I Give You Power (feat. Mavis Staples)
One of those one-offs came from Arcade Fire (who are finishing up their new album for 2017 release at the moment, it is understood), this was explicitly released as a fundraiser for the ACLU (who, incidentally, raised xx (LINK) in just one weekend recently as a direct result of protests against Trump’s immigration policies). It is perhaps a more electronic-soul based song than Arcade Fire have ever attempted before, but still keeps to the roof-raising, heartwarming positivity that this band have kept as a thread that runs through everything that they do. Needless to say, too, Mavis Staples adds her barnstorming vocal power to elevate this song to another level.
Margaret Chardiet returns for another aural assault under her Pharmakon moniker, and let’s be very clear here – this will be hard work for most, and many will turn off by one minute in. But if you can take the intensity – and the juddering buzzsaw that underpins most of the track – this is enthralling, harsh electronics. Rather than an outright howl, too, Chardiet has done a cool echo effect with her voice that makes the vocals difficult to understand but scary as shit. She plays London in April (and her live shows are even more intense than her music).
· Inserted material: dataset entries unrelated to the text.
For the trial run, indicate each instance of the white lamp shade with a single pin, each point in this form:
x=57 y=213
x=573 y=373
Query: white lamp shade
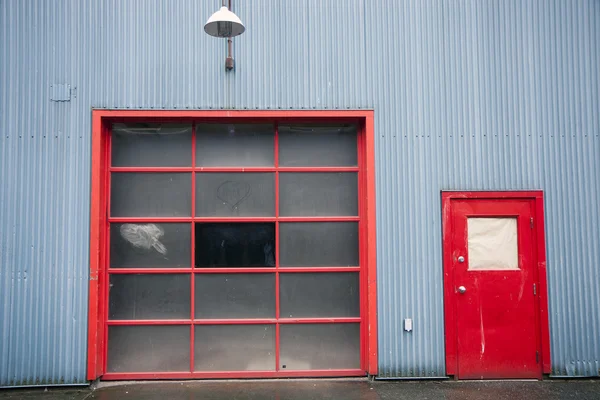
x=224 y=23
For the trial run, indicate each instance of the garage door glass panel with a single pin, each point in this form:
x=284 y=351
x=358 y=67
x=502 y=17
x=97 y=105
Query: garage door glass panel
x=320 y=346
x=235 y=245
x=318 y=194
x=318 y=244
x=243 y=194
x=152 y=145
x=150 y=245
x=149 y=296
x=234 y=348
x=151 y=195
x=235 y=296
x=317 y=145
x=148 y=348
x=492 y=244
x=235 y=145
x=307 y=295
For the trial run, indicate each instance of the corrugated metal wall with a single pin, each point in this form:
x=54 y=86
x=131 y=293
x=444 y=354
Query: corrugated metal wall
x=467 y=94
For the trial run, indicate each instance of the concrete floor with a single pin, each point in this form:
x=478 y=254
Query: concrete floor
x=322 y=389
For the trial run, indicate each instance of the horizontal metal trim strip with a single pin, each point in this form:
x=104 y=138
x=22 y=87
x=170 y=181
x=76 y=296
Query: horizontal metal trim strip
x=234 y=374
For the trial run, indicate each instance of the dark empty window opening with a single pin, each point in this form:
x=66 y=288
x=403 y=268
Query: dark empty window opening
x=235 y=245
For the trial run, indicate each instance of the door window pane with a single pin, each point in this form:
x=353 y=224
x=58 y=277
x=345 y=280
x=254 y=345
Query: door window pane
x=319 y=346
x=235 y=245
x=243 y=194
x=235 y=296
x=148 y=348
x=149 y=296
x=318 y=194
x=317 y=145
x=492 y=244
x=324 y=294
x=235 y=145
x=151 y=194
x=318 y=244
x=234 y=348
x=151 y=145
x=150 y=245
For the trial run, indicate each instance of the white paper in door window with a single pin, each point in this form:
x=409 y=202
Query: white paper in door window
x=492 y=243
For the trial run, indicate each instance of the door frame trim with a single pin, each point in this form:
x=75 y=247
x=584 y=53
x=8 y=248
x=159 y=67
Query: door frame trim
x=101 y=120
x=450 y=339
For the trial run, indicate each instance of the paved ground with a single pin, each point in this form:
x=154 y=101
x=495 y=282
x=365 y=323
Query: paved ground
x=322 y=389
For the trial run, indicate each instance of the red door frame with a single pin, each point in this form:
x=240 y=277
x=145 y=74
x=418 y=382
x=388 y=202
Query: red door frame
x=539 y=262
x=101 y=122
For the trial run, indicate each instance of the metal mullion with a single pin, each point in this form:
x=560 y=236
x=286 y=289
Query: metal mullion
x=361 y=253
x=193 y=252
x=319 y=219
x=146 y=322
x=236 y=321
x=318 y=269
x=151 y=169
x=234 y=270
x=113 y=271
x=107 y=224
x=338 y=320
x=319 y=169
x=233 y=219
x=234 y=169
x=277 y=263
x=148 y=219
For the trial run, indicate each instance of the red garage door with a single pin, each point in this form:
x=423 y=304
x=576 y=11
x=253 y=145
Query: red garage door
x=234 y=250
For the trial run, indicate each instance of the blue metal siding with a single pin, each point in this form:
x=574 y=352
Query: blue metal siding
x=472 y=95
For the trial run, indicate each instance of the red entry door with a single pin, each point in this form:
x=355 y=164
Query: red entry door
x=494 y=294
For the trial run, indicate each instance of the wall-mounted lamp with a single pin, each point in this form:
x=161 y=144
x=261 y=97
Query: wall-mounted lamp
x=225 y=24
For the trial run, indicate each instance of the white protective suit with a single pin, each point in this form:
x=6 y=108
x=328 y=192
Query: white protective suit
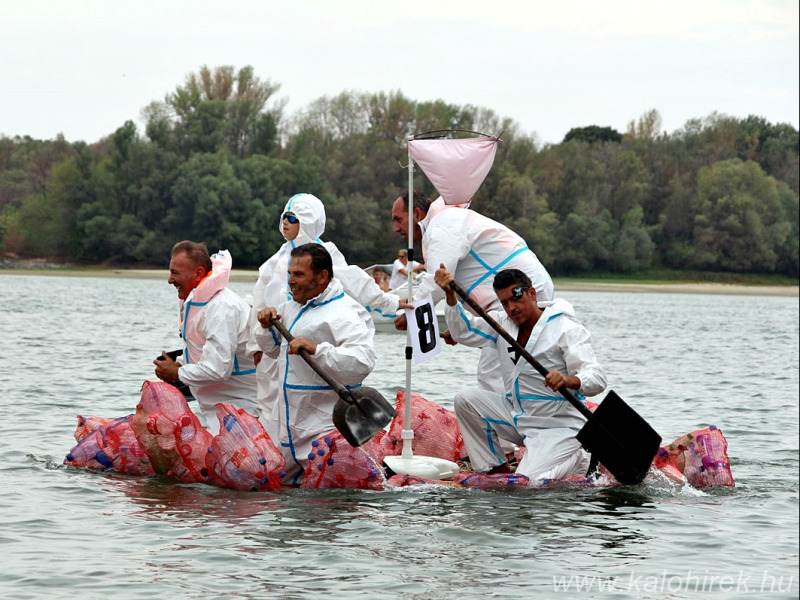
x=215 y=324
x=272 y=287
x=528 y=412
x=343 y=332
x=397 y=279
x=474 y=248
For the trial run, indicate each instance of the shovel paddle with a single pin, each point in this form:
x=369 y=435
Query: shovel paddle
x=359 y=413
x=615 y=434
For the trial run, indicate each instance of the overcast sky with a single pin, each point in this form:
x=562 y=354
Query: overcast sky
x=84 y=67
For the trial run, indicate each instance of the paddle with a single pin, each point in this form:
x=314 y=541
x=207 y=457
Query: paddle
x=615 y=434
x=182 y=387
x=359 y=413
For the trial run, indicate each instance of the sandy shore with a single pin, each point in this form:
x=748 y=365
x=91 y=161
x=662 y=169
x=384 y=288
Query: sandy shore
x=589 y=286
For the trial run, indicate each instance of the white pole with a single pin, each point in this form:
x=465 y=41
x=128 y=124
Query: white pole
x=408 y=433
x=429 y=467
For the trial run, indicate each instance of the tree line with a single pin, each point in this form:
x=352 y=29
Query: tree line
x=217 y=160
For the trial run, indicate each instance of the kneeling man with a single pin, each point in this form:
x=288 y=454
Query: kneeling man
x=338 y=334
x=531 y=412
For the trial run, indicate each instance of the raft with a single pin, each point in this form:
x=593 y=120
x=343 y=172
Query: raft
x=164 y=437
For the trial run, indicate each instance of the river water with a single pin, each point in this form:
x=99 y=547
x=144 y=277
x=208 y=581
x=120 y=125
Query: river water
x=84 y=345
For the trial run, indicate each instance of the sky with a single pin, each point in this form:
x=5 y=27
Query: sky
x=83 y=68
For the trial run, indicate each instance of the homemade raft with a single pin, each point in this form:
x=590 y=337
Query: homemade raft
x=164 y=437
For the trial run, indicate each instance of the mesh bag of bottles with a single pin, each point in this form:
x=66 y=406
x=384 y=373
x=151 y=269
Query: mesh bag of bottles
x=108 y=444
x=334 y=463
x=436 y=431
x=702 y=457
x=242 y=456
x=170 y=433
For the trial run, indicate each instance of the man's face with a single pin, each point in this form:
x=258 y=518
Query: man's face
x=184 y=274
x=289 y=229
x=304 y=283
x=400 y=220
x=519 y=304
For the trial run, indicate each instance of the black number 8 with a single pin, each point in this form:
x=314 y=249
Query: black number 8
x=427 y=339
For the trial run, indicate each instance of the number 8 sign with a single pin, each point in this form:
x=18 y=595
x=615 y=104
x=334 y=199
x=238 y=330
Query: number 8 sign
x=423 y=329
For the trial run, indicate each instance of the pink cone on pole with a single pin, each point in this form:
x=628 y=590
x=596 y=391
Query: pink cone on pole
x=456 y=168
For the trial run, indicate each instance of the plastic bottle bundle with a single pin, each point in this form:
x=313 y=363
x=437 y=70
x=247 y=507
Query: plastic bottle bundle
x=333 y=463
x=87 y=425
x=702 y=456
x=242 y=456
x=108 y=444
x=170 y=433
x=496 y=481
x=436 y=431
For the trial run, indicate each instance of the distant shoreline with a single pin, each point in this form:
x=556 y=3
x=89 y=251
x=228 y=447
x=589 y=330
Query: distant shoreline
x=571 y=286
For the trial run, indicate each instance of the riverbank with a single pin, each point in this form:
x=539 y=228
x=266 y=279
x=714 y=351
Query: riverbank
x=241 y=275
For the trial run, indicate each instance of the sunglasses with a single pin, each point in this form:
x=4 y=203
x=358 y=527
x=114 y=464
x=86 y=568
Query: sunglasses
x=519 y=291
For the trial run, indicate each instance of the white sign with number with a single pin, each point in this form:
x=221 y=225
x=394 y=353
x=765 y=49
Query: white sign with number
x=423 y=329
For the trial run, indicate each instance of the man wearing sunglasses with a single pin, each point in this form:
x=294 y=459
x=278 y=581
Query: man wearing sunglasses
x=530 y=412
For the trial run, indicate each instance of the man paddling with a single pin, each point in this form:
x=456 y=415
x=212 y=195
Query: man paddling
x=215 y=324
x=336 y=331
x=531 y=411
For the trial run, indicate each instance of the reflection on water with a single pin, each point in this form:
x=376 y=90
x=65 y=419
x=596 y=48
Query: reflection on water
x=682 y=362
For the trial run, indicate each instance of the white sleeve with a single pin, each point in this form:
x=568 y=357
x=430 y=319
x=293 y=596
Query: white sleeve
x=468 y=329
x=576 y=347
x=265 y=273
x=444 y=247
x=361 y=287
x=221 y=329
x=351 y=357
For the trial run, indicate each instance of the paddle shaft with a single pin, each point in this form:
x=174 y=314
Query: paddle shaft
x=338 y=387
x=520 y=349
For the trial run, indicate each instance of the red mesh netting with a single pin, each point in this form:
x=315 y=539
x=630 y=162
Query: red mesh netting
x=702 y=457
x=435 y=428
x=242 y=456
x=170 y=433
x=109 y=444
x=336 y=464
x=87 y=425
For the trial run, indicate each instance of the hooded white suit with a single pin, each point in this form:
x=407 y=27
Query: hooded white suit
x=528 y=412
x=215 y=324
x=272 y=287
x=474 y=248
x=343 y=332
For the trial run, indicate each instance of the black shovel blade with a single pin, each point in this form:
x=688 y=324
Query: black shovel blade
x=362 y=415
x=621 y=440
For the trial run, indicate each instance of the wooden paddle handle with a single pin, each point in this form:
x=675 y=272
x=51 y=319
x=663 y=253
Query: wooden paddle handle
x=339 y=388
x=580 y=406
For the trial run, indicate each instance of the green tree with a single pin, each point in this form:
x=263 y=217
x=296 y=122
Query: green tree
x=592 y=134
x=738 y=225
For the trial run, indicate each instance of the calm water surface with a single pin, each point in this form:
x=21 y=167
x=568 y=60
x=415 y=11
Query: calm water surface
x=84 y=345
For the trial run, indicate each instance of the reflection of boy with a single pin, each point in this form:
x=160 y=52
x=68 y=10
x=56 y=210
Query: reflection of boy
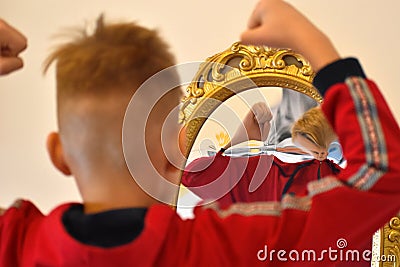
x=293 y=105
x=120 y=225
x=277 y=177
x=313 y=133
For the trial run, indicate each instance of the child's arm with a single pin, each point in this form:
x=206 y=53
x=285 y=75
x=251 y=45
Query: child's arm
x=12 y=43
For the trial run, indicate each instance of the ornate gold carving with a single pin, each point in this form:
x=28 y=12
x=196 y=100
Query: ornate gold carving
x=239 y=68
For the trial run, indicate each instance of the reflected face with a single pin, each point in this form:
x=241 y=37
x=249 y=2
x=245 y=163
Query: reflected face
x=313 y=149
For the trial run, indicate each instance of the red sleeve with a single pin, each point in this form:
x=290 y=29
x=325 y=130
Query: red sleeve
x=15 y=223
x=340 y=213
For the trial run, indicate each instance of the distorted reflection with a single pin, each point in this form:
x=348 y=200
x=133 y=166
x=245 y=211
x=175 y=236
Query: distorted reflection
x=258 y=149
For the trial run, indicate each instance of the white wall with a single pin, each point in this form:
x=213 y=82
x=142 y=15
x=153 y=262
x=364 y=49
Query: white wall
x=195 y=30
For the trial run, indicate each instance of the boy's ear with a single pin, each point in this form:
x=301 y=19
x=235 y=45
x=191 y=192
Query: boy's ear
x=56 y=153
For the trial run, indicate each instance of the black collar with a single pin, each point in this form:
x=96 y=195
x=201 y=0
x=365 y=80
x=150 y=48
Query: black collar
x=105 y=229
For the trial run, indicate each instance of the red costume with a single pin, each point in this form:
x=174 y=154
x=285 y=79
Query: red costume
x=233 y=177
x=350 y=206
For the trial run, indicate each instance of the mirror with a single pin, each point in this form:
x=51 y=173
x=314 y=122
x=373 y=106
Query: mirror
x=224 y=89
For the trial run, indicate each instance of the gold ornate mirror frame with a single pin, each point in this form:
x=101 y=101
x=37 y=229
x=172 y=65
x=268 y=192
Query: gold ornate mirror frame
x=243 y=67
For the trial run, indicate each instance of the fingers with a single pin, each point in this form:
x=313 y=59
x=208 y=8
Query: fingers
x=10 y=64
x=255 y=19
x=262 y=113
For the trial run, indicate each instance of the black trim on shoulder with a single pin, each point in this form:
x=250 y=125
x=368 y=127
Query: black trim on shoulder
x=105 y=229
x=337 y=72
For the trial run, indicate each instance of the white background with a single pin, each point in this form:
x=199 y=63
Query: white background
x=195 y=29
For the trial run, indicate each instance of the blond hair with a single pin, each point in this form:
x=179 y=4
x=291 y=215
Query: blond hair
x=314 y=126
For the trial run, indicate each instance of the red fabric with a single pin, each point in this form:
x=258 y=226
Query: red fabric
x=232 y=237
x=236 y=174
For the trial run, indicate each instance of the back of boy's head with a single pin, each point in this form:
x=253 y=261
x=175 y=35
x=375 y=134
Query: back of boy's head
x=314 y=126
x=96 y=77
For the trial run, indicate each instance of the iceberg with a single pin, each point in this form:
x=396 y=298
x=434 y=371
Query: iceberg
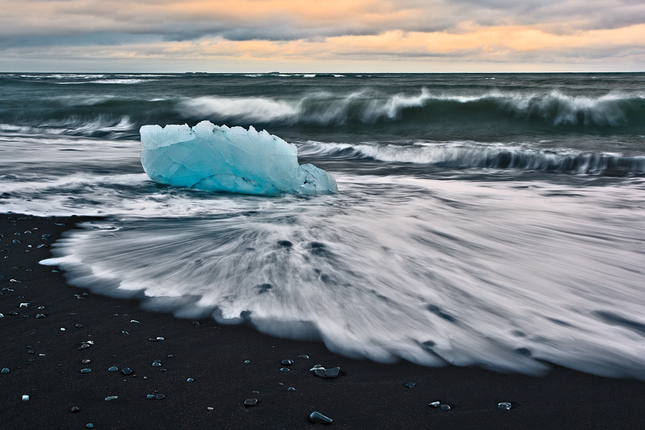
x=228 y=159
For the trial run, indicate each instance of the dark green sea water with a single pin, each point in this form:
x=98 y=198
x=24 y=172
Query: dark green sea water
x=495 y=220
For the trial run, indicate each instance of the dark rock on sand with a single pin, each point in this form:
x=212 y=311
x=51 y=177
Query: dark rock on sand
x=318 y=418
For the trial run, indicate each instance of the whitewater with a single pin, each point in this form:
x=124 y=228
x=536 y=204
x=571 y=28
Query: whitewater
x=489 y=220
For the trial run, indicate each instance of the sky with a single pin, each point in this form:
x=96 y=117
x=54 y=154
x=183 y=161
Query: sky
x=322 y=36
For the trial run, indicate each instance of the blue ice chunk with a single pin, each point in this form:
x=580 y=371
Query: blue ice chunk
x=228 y=159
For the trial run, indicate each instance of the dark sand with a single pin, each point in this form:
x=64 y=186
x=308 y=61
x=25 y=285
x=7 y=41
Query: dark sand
x=45 y=363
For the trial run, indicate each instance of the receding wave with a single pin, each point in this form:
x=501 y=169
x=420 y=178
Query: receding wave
x=479 y=155
x=430 y=271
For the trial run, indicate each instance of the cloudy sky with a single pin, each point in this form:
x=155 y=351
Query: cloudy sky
x=322 y=35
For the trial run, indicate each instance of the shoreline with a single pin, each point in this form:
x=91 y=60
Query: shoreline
x=44 y=363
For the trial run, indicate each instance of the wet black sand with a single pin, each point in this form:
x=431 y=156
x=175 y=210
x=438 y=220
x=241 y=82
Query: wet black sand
x=45 y=364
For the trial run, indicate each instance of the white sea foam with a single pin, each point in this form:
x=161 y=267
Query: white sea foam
x=430 y=271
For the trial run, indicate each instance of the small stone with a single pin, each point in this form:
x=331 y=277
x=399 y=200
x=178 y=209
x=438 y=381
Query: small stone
x=330 y=373
x=318 y=418
x=505 y=405
x=250 y=402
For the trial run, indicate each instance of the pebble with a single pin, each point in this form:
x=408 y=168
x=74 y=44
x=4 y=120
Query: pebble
x=330 y=373
x=318 y=418
x=250 y=402
x=505 y=405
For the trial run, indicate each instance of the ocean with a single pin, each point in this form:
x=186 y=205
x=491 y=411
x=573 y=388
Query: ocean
x=494 y=220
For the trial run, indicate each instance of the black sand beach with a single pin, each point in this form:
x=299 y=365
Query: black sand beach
x=42 y=346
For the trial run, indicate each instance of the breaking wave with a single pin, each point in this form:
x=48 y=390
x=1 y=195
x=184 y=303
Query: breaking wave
x=480 y=155
x=369 y=107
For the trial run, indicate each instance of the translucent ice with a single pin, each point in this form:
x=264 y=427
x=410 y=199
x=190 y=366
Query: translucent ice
x=236 y=160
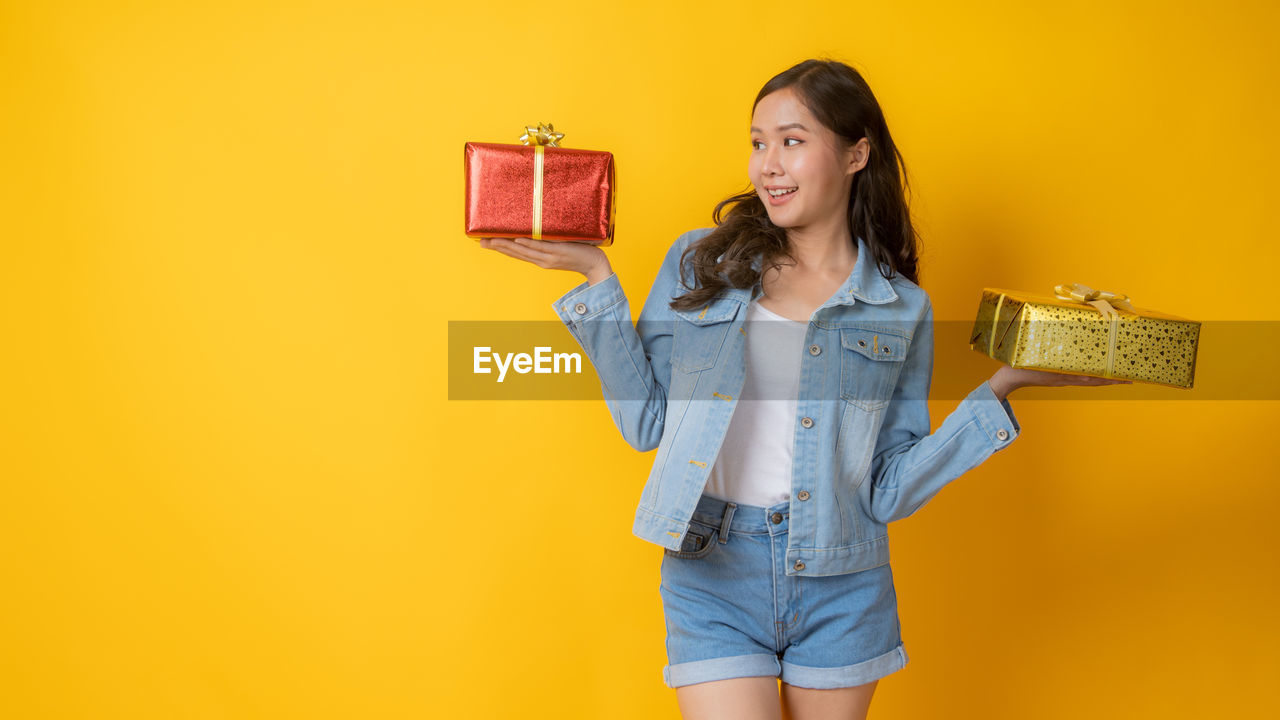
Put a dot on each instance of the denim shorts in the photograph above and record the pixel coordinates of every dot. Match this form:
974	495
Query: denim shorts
732	611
One of the intriguing offshoots from the apparent Nu-Metal revival of recent years is that like the first time around, it has also brought all kinds of odd bands at the fringes back to attention too. One of those bands is Pacific North West-based band Dead Animal Assembly Plant, who I mentioned briefly last year and deserve another mention thanks to their snarling new single. Very much in the realm of the earlier period of American Head Charge (when they were properly unhinged), it has a pristine, clear production that makes every drum beat sound like a gunshot, and the guitars sound like chainsaws. But crucially, it has a huge, anthemic sound of the style that saw Marilyn Manson take over the world two decades back. This is awesome stuff, and just the kind of nasty, reactionary music this grim world needs and deserves right now.
Where’s the fire? Where’s the power? Where’s the energy? Where’s the Depeche Mode I used to love? Where’s the interesting samples? Where’s a song I can remember? Where’s a song that isn’t so dreary? Where’s the band that still give a shit?
The new album is called Spirit, which judging on this song, is something of an oxymoron.